Seriously, I would, and while I wouldn't go so far as to say "ours," I think it would be important for the little one to know the details (at an age-appropriate time).

I have to disagree

If would be happy to donate sperm and I wouldn't see the child as mine - why must the little one know the details? To my mind sperm donation is very different to adoption.
 
Nope

No

Not a chance

Too many potential emotional issues to worry about in future knowing that the child is yours. Not fair on anyone - especially the kid if it ever comes out.
 
Re: Re: Okay everyone, here's a big, scary question for all...

Pechorin said:


I'd do it, but they'd have to be quick as I'm having the snip on Friday!

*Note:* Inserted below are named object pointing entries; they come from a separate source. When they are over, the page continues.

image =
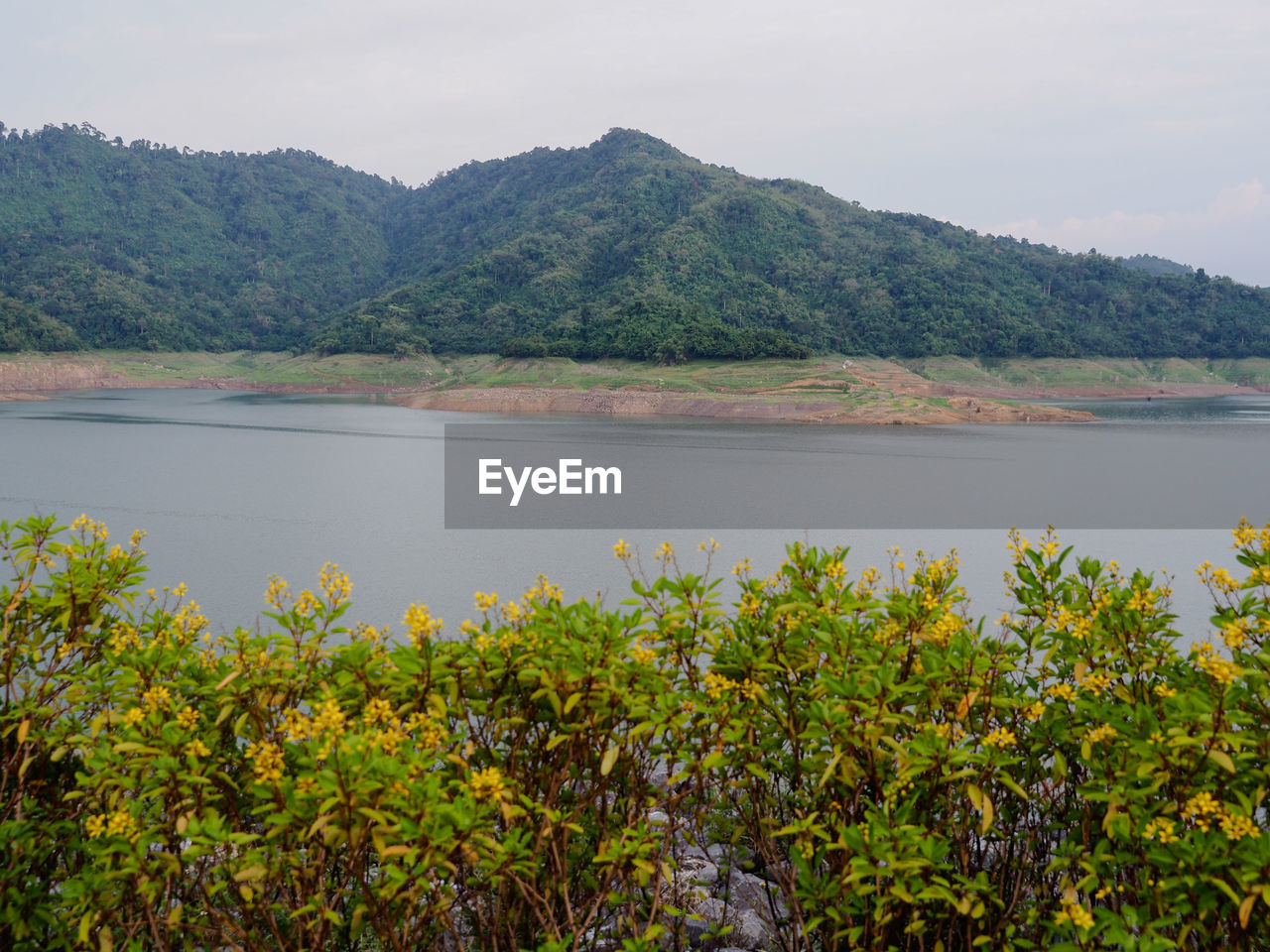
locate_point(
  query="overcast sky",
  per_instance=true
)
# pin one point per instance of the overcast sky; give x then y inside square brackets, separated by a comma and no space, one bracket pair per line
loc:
[1120,125]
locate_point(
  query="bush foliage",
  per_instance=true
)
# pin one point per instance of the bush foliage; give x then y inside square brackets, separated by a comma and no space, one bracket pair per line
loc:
[905,777]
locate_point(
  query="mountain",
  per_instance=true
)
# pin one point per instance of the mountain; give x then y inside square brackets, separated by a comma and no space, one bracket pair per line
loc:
[1156,266]
[624,248]
[146,246]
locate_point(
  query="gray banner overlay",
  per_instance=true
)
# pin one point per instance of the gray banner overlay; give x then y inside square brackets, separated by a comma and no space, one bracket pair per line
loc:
[698,476]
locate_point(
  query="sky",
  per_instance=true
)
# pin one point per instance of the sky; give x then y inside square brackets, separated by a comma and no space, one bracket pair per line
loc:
[1129,126]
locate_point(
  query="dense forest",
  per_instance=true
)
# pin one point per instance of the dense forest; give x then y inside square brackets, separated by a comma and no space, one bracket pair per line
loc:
[625,248]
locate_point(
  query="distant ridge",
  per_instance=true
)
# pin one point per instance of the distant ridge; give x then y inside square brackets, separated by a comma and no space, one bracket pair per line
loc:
[624,248]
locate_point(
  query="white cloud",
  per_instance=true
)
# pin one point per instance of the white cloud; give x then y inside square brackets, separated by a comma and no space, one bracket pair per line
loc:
[1233,227]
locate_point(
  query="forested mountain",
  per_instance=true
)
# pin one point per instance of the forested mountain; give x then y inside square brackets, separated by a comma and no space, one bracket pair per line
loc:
[146,246]
[624,248]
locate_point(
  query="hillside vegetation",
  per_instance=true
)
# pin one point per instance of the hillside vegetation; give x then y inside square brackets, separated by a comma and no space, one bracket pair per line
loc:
[626,248]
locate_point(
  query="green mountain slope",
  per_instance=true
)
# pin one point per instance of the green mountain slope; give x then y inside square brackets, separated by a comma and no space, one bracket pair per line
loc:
[144,245]
[625,248]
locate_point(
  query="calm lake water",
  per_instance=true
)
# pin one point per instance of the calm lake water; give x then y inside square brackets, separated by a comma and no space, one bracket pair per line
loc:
[234,486]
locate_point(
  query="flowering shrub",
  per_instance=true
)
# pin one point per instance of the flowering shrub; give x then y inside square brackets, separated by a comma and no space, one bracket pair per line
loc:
[902,775]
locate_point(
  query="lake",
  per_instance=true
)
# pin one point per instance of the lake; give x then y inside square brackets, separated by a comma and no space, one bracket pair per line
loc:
[234,486]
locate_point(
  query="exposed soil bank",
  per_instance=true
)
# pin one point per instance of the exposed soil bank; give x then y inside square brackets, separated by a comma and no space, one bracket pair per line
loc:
[639,403]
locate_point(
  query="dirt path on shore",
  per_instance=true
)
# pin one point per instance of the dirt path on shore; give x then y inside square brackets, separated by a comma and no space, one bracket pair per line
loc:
[640,403]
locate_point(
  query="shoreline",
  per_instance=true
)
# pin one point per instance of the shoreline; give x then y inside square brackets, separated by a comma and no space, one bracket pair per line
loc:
[826,390]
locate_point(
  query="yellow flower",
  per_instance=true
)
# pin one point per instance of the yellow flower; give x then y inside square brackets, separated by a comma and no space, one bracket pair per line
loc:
[422,626]
[1202,809]
[267,761]
[488,784]
[377,711]
[1218,669]
[197,748]
[1236,828]
[1001,738]
[1161,829]
[642,654]
[716,684]
[1076,914]
[277,593]
[335,584]
[307,604]
[1101,733]
[117,824]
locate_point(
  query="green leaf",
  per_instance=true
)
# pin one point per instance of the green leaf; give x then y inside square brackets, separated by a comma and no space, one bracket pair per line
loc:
[1222,760]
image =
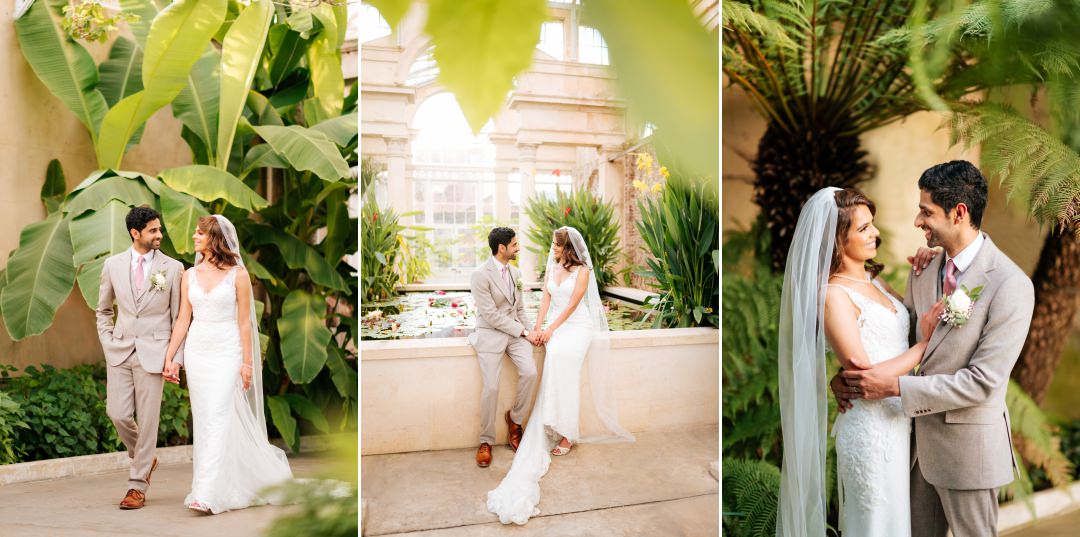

Ouch! Good luck.......keep the ice handy......lol
 
No doubt . . .

there would need to be lots of counselling all 'round before actually embarking on such a radical programme. Think of the sibling rivalries that typically already exist. But also think of adoption (which some consider a panacea for the abortion question, infertility, etc.), think of it in light of Georgia Girl's comment. Scary indeed, Bindii, in lots of ways.
Bindii said:
I wonder what the emotional repercussions (sp?) would be watching your child grow yet not having a say in its upbringing?
 
this is kinda an important question for me considoring lisa and i might want a baby one day ... if lisa's brother was a sperm donor then the baby would be genetically close to both lisa and me


however to do something like that i think just creates to much weirdness too close to home ... lisa's brother would be the father of her's and my baby thats too weird


so it'd be better if there was a sperm donor that the father would have no attachment to the family or too the baby
 
I have one friend and one sister who I would give eggs to. It took me many years to have my first child and I know the pain of thinking you may never have one. So if I could bring that pleasure of holding a life to these two people I would :)

I would not just do it for anyone though.
 
I think it would generally be more difficult for a woman to be a surrogate mother. I know that I most definately couldn't do it, even it was my best friend or some else female person close to me. Carrying a child for 9 months is something different than "just" doning some sperm. You spent day and night with the child, it moves in you, you can feel it and build an emotional closeness to it.
Being a sperm doner involves - pardon my french - wanking into a small plastic container. I'm not saying now that it finishes there for a man, especially in the case of doning sperm to friends and then seeing ones child grow up, but having to act as an uncle.

The end line is that I couldnt possibly become a surrogate mom, or give a child up for adoption. I'm simply too emotional for that, but I admire the (wo)man who can.
 
smile

Yes, I would. The child would be theirs and I would be the favorite UNCLE!
 
No I wouldn't. I feel that there are children out there in orphanages and foster care homes that need parents. Very few people stop to think about them these days. Everyone wants babies.

I myself would prefer a older child. I can't have kids from what my doctor tells me. I couldn't expect someone to carry a baby for me.